We study whether and how foundation models can identify compositional components across three levels: concepts, reasoning patterns, and parameter modules. Our goal is to make model capabilities more interpretable, diagnosable, and reusable, so that complex abilities can be later built by composing well-defined components.

Lifelong learning through compositionality

We study how foundation models and agents can evolve continuously by localizing compositional components to delete, add, consolidate, or correct. Our key idea is to use compositional components (such as concepts, reasoning patterns, modules and skills) as anchors for precise capability gap localization and targeted evolution across continual post-training and test-time / agent evolution.

Efficient adaptation

We develop efficient adaptation methods that adapt foundation models more effectively and efficiently.

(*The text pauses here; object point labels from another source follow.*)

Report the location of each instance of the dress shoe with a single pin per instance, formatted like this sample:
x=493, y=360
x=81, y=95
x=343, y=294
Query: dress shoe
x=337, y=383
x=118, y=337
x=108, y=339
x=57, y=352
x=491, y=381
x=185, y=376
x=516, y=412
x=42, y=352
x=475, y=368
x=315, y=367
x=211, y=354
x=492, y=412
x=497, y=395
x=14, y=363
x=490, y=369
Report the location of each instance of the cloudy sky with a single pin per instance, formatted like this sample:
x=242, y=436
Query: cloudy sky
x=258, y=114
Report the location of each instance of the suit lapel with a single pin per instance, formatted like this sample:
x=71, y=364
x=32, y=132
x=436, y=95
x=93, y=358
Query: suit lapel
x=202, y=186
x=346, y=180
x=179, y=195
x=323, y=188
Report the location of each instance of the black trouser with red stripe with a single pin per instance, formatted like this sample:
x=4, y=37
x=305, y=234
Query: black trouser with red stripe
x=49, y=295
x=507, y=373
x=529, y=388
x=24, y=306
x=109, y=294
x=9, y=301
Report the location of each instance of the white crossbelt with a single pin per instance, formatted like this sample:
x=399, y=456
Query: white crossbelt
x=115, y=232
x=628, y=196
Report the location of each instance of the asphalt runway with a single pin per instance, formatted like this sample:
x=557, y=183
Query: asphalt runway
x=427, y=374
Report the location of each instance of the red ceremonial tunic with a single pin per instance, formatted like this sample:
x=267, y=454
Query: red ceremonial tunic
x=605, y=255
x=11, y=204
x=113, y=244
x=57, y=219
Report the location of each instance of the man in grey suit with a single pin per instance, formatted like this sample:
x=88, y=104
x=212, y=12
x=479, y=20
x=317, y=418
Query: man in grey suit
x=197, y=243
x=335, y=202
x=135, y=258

Our work approaches this problem from three complementary directions: improving the optimization dynamics of lightweight adapters (CoTo), designing adapters that better generalize across evolving domains (Terra), and compressing large models through quantization while preserving their reasoning and generation capabilities (DuQuant).

Applications

We study application scenarios where foundation models and agents must continuously improve their reasoning and decision-making in real-world settings. AI for Science is our current major focus, covering retrosynthesis modeling (ARP, RetrOchestro), drug/materials discovery, synthetic biology, and more. We also track broader complex-reasoning benchmarks, math, code, agentic tasks, and beyond, wherever current foundation models fall short and model evolution is essential.